Neues Quartier auf dem Färbi-Areal
In Davos entstehen auf dem Färbi-Areal 60 neue Erstwohnungen. Das Projekt mit Miet- und Kostenmieten ist Teil der Wohnraumstrategie gegen die Wohnungsnot.

Wie die Gemeinde Davos mitteilt, herrscht in Davos Wohnungsnot und die Mieten sind vergleichsweise hoch. Im Zuge der Wohnraumstrategie wurde auf dem Färbi-Areal direkt neben dem Spital Davos der Bau eines neuen Wohnquartiers mit 60 neuen Erstwohnungen angestossen.

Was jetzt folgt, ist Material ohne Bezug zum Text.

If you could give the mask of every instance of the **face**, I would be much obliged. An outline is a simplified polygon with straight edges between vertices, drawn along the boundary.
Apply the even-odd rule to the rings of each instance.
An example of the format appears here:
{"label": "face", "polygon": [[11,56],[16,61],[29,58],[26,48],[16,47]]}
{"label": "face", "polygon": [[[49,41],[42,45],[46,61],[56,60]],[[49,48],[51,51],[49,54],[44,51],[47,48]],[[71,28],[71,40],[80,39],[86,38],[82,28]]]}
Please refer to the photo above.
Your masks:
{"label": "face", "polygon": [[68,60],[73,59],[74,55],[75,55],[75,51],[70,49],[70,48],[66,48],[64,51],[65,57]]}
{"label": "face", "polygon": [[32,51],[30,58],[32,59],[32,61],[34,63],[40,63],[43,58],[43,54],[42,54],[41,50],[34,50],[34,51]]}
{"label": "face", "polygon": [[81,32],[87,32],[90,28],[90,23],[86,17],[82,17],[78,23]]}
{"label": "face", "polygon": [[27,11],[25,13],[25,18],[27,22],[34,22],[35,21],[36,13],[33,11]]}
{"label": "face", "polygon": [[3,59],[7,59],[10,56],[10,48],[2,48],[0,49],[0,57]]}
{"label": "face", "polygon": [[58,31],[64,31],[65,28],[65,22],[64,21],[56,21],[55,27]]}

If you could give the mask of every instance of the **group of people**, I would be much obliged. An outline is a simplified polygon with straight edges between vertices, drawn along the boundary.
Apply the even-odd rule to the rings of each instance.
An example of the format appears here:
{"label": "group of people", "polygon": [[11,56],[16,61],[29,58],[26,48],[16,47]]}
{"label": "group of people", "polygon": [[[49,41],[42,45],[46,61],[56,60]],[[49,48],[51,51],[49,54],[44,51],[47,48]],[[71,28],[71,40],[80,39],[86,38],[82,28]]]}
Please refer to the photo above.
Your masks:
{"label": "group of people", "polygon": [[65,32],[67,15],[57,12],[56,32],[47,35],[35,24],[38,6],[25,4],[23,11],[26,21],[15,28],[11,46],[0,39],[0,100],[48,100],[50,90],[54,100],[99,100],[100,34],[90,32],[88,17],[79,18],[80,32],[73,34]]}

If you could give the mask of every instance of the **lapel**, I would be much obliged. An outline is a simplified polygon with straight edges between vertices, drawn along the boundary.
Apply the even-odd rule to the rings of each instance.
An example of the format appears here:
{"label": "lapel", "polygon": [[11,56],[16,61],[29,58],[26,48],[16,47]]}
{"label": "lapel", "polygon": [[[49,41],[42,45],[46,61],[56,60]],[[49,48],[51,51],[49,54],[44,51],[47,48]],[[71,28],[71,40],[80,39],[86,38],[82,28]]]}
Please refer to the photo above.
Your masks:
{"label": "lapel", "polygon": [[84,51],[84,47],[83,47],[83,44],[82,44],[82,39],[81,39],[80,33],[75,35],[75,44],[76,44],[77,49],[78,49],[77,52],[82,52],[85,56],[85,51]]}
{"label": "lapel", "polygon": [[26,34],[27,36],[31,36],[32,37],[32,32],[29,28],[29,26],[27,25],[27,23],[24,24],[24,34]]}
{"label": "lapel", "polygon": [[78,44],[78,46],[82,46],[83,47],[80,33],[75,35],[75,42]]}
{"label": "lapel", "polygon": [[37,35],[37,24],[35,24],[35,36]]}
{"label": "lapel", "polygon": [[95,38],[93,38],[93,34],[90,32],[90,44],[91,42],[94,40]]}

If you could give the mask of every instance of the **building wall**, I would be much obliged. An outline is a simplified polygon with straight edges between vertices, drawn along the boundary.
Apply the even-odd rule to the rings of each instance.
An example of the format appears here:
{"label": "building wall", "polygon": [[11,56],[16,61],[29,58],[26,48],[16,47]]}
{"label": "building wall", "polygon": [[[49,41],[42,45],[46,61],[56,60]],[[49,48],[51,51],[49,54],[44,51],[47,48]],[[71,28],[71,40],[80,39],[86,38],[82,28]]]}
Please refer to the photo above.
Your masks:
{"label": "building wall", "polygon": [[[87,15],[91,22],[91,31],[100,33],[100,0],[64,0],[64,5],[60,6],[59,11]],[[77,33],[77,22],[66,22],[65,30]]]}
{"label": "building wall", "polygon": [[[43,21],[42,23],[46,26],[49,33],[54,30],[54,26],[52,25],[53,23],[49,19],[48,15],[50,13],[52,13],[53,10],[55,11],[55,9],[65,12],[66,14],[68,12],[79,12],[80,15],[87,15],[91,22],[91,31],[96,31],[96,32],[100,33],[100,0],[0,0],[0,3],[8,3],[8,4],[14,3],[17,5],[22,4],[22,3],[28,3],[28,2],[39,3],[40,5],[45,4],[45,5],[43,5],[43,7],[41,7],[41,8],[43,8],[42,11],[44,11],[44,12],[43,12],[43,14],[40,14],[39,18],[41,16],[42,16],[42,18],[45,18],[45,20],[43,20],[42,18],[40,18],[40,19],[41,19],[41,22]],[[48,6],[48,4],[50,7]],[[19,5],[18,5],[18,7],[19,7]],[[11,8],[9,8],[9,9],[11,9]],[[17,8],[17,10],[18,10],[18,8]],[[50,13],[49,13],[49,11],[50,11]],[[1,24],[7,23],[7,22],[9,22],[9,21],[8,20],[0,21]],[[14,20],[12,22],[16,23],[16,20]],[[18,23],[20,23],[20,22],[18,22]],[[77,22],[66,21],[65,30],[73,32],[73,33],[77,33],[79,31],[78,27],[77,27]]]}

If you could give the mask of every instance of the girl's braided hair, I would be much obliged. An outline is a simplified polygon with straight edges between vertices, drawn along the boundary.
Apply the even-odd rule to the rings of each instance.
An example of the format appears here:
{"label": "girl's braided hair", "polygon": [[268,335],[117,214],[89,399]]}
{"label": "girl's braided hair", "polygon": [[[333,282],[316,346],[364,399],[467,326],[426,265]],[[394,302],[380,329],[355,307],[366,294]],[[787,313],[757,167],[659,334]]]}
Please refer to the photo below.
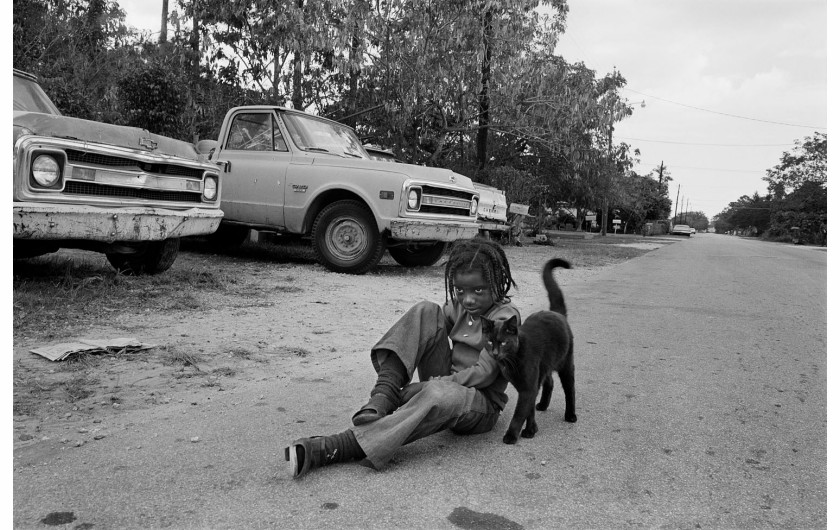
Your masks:
{"label": "girl's braided hair", "polygon": [[476,236],[472,239],[457,241],[453,245],[444,272],[447,299],[455,300],[455,286],[452,285],[455,273],[470,269],[480,270],[490,283],[493,300],[497,302],[510,300],[507,294],[511,287],[516,287],[516,282],[510,274],[505,250],[500,244],[491,239]]}

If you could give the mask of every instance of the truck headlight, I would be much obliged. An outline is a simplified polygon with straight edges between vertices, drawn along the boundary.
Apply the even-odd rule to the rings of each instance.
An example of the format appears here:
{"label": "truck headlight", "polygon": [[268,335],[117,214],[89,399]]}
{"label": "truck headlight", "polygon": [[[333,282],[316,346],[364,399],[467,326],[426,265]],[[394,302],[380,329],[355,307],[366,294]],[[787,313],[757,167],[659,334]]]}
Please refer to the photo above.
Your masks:
{"label": "truck headlight", "polygon": [[470,203],[470,215],[475,215],[478,212],[478,196],[473,195],[472,202]]}
{"label": "truck headlight", "polygon": [[420,209],[420,188],[411,188],[408,190],[408,209],[409,210],[419,210]]}
{"label": "truck headlight", "polygon": [[204,198],[208,201],[215,201],[216,195],[219,193],[219,181],[216,177],[207,177],[204,179]]}
{"label": "truck headlight", "polygon": [[61,178],[61,165],[51,155],[38,155],[32,161],[32,179],[42,188],[52,188]]}

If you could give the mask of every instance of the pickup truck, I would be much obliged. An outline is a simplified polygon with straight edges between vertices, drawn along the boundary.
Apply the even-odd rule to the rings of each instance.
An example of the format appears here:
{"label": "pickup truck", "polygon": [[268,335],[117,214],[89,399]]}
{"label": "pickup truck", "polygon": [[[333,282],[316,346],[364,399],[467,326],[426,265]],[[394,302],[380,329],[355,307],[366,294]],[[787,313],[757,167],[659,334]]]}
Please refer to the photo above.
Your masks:
{"label": "pickup truck", "polygon": [[311,239],[327,269],[364,274],[387,250],[434,264],[446,243],[478,234],[478,193],[446,169],[372,160],[350,127],[284,107],[230,109],[198,151],[222,168],[224,219],[211,241],[251,230]]}
{"label": "pickup truck", "polygon": [[191,144],[62,116],[34,76],[13,79],[15,259],[81,248],[123,273],[155,274],[181,237],[218,228],[219,170]]}
{"label": "pickup truck", "polygon": [[[365,144],[365,151],[373,160],[401,162],[390,149]],[[478,231],[482,235],[500,238],[510,231],[507,222],[507,198],[504,190],[473,182],[478,192]]]}
{"label": "pickup truck", "polygon": [[505,191],[486,184],[473,182],[479,193],[478,223],[482,233],[496,238],[510,231],[508,224],[508,205]]}

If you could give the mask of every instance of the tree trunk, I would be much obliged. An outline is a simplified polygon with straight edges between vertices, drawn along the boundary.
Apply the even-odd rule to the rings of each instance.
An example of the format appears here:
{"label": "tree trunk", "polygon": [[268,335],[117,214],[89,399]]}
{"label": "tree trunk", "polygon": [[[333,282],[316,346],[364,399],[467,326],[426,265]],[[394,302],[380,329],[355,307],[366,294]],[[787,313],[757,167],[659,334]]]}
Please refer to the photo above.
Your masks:
{"label": "tree trunk", "polygon": [[303,110],[303,64],[300,52],[294,54],[294,71],[292,72],[292,107]]}
{"label": "tree trunk", "polygon": [[273,65],[274,72],[271,74],[271,98],[276,105],[280,104],[280,47],[274,48]]}
{"label": "tree trunk", "polygon": [[610,189],[612,189],[612,170],[613,170],[613,156],[612,156],[612,112],[610,112],[610,130],[607,136],[607,173],[606,182],[604,186],[604,202],[601,210],[601,235],[607,235],[607,221],[609,217],[609,196]]}
{"label": "tree trunk", "polygon": [[488,125],[490,123],[490,60],[492,58],[491,32],[493,31],[493,11],[488,8],[484,14],[481,42],[484,45],[484,57],[481,59],[481,92],[478,94],[478,134],[475,137],[475,154],[478,169],[487,164]]}
{"label": "tree trunk", "polygon": [[158,36],[158,44],[166,42],[166,22],[169,19],[169,0],[163,0],[160,10],[160,35]]}

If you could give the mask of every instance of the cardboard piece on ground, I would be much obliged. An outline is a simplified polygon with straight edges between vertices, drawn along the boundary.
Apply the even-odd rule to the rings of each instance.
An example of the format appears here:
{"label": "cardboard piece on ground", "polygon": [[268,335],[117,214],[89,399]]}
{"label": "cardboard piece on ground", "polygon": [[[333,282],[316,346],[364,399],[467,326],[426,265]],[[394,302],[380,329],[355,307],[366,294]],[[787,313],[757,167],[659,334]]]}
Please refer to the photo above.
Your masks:
{"label": "cardboard piece on ground", "polygon": [[114,339],[80,339],[76,342],[63,342],[52,346],[40,346],[29,350],[30,353],[40,355],[51,361],[63,361],[78,353],[135,353],[154,348],[154,344],[143,344],[135,338],[120,337]]}

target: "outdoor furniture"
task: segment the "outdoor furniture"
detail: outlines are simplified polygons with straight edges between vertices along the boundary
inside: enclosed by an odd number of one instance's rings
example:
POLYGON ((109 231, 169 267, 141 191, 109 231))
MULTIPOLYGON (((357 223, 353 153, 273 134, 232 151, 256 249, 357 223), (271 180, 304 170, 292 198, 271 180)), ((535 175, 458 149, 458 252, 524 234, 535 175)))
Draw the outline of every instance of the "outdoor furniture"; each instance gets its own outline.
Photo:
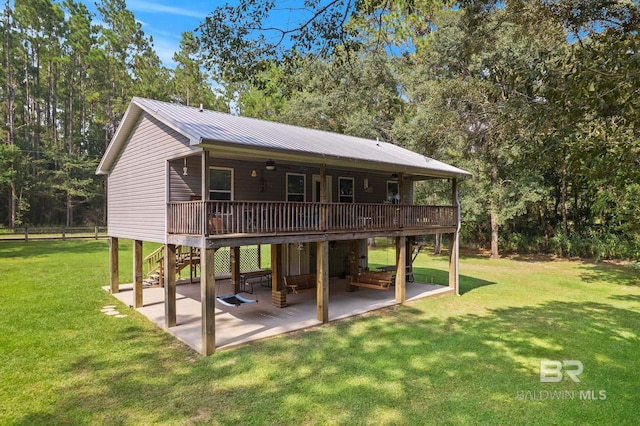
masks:
POLYGON ((364 270, 358 276, 348 276, 349 286, 367 287, 376 290, 389 290, 393 277, 391 272, 364 270))
POLYGON ((216 299, 218 299, 218 301, 220 303, 222 303, 225 306, 230 306, 230 307, 238 307, 240 305, 243 305, 245 303, 256 303, 257 300, 255 299, 247 299, 244 296, 241 296, 239 294, 226 294, 224 296, 218 296, 216 297, 216 299))
POLYGON ((287 275, 284 277, 284 286, 287 293, 298 294, 304 290, 315 290, 317 279, 316 274, 287 275))
POLYGON ((240 288, 245 293, 253 293, 253 283, 271 281, 271 269, 257 269, 255 271, 240 272, 240 288), (247 284, 251 286, 251 291, 247 291, 247 284))
MULTIPOLYGON (((380 266, 378 267, 378 269, 382 272, 391 272, 391 274, 393 275, 393 281, 395 283, 396 265, 380 266)), ((412 283, 415 280, 411 266, 406 267, 406 277, 407 277, 407 281, 410 283, 412 283)))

Entlang der Promenade und zum Spital hin sind grössere Gebäude geplant. Im südlichen Bereich bilden kleinere Reihenhäuser einen harmonischen Übergang zum angrenzenden Einfamilienhausquartier.
Der Raum zwischen den Häuserreihen bleibt grundsätzlich frei und kann für diverse Aktivitäten genutzt werden. Die Bauherrschaft und die Gemeinde Davos haben in einer Planungsvereinbarung festgehalten, dass ein Teil der Wohnungen zwingend als Mietwohnungen angeboten werden muss.
Die Hälfte davon kommt sogar zur Kostenmiete auf den Markt, was bedeutet, dass bezahlbarer Wohnraum entsteht. Das Bauprojekt hat auch die Stimmbevölkerung überzeugt, welche dem Vorhaben im Dezember 2023 mit über zwei Dritteln der Stimmen zugestimmt hat. Sobald die Ortsplanung rechtskräftig wird, kann die Bauherrschaft das entsprechende Baugesuch einreichen.
Wohnraumstrategie greift Schritt für Schritt
Die Überbauung des Färbi-Areals ist ein wichtiger Bestandteil der Davoser Wohnraumstrategie. Das Projekt zeigt, wie die Gemeinde auf private Investoren zugeht, um die Wohnungsnot gemeinsam anzupacken und zu lindern. Die Wohnraumstrategie geht das Problem mit einem ganzheitlichen Blick an und setzt mit verschiedenen Hebeln an, die aufeinander abgestimmt sind.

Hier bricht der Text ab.